Re: CephFS no longer mounts and asserts in MDS after upgrade to 0.67.3

Oliver Daudey <oliver@xxxxxxxxx> · Wed, 11 Sep 2013 01:44:04 +0200

Hey Gregory,

On di, 2013-09-10 at 14:48 -0700, Gregory Farnum wrote:
> On Tue, Sep 10, 2013 at 2:36 PM, Oliver Daudey <oliver@xxxxxxxxx> wrote:
> > Hey Gregory,
> >
> > My cluster consists of 3 nodes, each running 1 mon, 1 osd and 1 mds.  I
> > upgraded from 0.67, but was still running 0.61.7 OSDs at the time of the
> > upgrade, because of performance-issues that have just recently been
> > fixed.  These have now been upgraded to 0.67.3, along with the rest of
> > Ceph.  My OSDs are using XFS as the underlying FS.  I have been
> > switching one OSD in my cluster back and forth between 0.61.7 and some
> > test-versions, which where based on 0.67.x, to debug aforementioned
> > performance-issues with Samuel, but that was before I newfs'ed and
> > started using this instance of CephFS.  Furthermore, I don't seem to
> > have lost any other data during these tests.
> 
> Sam, any idea how we could have lost an object?
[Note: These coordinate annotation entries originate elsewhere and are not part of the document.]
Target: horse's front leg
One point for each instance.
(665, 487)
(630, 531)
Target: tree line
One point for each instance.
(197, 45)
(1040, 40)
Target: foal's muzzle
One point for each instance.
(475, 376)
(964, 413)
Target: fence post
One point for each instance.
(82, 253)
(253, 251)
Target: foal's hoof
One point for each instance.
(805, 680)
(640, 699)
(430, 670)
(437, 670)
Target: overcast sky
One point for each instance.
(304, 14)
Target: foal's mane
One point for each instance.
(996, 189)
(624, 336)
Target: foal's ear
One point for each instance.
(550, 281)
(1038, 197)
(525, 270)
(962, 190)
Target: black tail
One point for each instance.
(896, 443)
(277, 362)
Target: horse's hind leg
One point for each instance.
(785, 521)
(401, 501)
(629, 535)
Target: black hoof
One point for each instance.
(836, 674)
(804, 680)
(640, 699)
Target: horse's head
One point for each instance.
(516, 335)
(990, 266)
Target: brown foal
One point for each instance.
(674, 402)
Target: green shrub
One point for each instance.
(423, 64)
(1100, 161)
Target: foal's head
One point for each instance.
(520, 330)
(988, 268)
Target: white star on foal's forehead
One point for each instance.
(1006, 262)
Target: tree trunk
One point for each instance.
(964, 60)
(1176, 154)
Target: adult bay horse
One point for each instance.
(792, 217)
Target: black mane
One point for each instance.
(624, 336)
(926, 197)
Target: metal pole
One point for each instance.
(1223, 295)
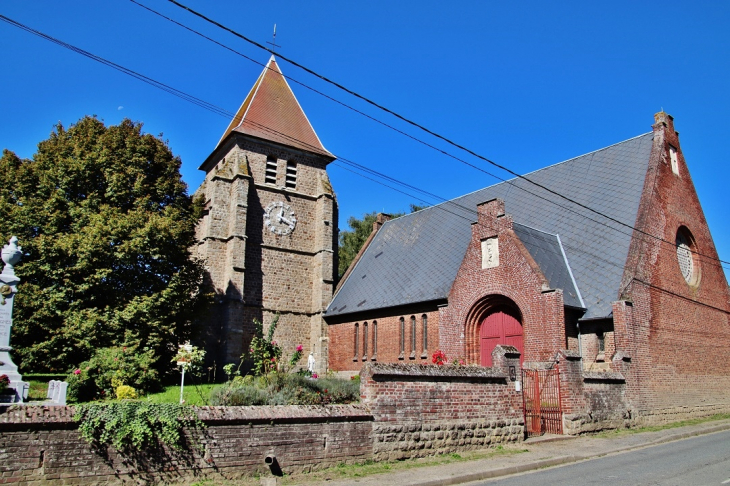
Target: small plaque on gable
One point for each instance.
(490, 253)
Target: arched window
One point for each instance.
(413, 338)
(402, 338)
(357, 336)
(424, 331)
(375, 341)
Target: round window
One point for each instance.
(686, 256)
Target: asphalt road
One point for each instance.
(697, 461)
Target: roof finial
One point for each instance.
(274, 45)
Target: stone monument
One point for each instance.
(11, 255)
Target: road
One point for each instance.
(697, 461)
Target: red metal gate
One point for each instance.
(541, 399)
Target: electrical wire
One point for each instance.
(421, 127)
(222, 112)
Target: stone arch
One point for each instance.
(482, 309)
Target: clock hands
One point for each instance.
(281, 219)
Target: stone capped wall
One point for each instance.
(39, 445)
(426, 410)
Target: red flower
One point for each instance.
(439, 358)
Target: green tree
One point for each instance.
(106, 225)
(351, 241)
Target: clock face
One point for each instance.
(279, 218)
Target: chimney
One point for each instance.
(663, 119)
(380, 220)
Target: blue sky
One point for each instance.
(525, 84)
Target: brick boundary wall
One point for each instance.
(423, 410)
(41, 445)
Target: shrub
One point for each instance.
(286, 389)
(264, 351)
(109, 368)
(439, 358)
(126, 392)
(133, 425)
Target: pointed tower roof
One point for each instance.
(272, 112)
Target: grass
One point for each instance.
(353, 471)
(607, 434)
(38, 390)
(369, 467)
(192, 394)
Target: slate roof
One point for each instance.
(415, 258)
(548, 253)
(272, 112)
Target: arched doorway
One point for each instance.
(494, 319)
(501, 326)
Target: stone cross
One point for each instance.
(11, 254)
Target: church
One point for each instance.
(605, 259)
(268, 236)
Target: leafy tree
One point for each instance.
(351, 241)
(106, 224)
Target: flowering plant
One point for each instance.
(439, 358)
(264, 351)
(296, 356)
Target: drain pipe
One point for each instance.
(580, 346)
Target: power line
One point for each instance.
(423, 128)
(225, 113)
(169, 89)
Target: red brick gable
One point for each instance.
(516, 282)
(677, 333)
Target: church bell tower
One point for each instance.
(269, 231)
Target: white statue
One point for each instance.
(310, 363)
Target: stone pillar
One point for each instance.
(11, 255)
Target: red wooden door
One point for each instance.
(499, 328)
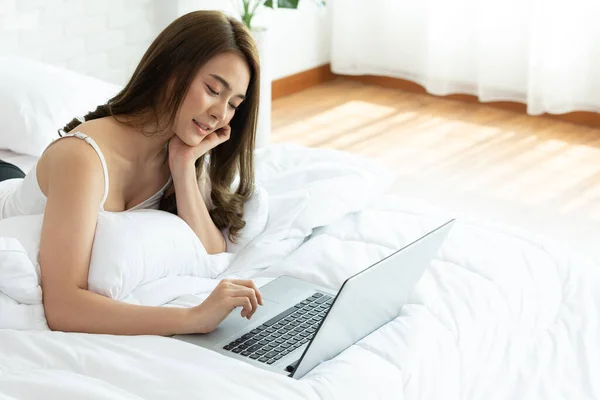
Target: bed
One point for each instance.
(500, 313)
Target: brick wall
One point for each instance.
(101, 38)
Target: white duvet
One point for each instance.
(500, 314)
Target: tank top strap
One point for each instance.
(95, 146)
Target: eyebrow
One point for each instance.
(226, 84)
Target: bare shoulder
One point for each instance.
(70, 162)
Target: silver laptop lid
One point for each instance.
(370, 299)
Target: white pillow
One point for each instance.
(130, 249)
(137, 247)
(37, 99)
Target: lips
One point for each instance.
(204, 129)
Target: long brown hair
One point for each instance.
(159, 85)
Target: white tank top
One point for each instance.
(24, 196)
I checked into how we
> touch this one, and all we ever do is read_full and write_full.
> 
> >
> > BTW: CephFS has never been very stable for me during stress-tests.  If
> > some components are brought down and back up again during operations,
> > like stopping and restarting all components on one node while generating
> > some load with a cp of a big CephFS directory-tree on another, then,
> > once things settle again, doing the same on another node, it always
> > quickly ends up like what I see now.
> 
> Do you have multiple active MDSes? Or do you just mean when you do a
> reboot while generating load it migrates?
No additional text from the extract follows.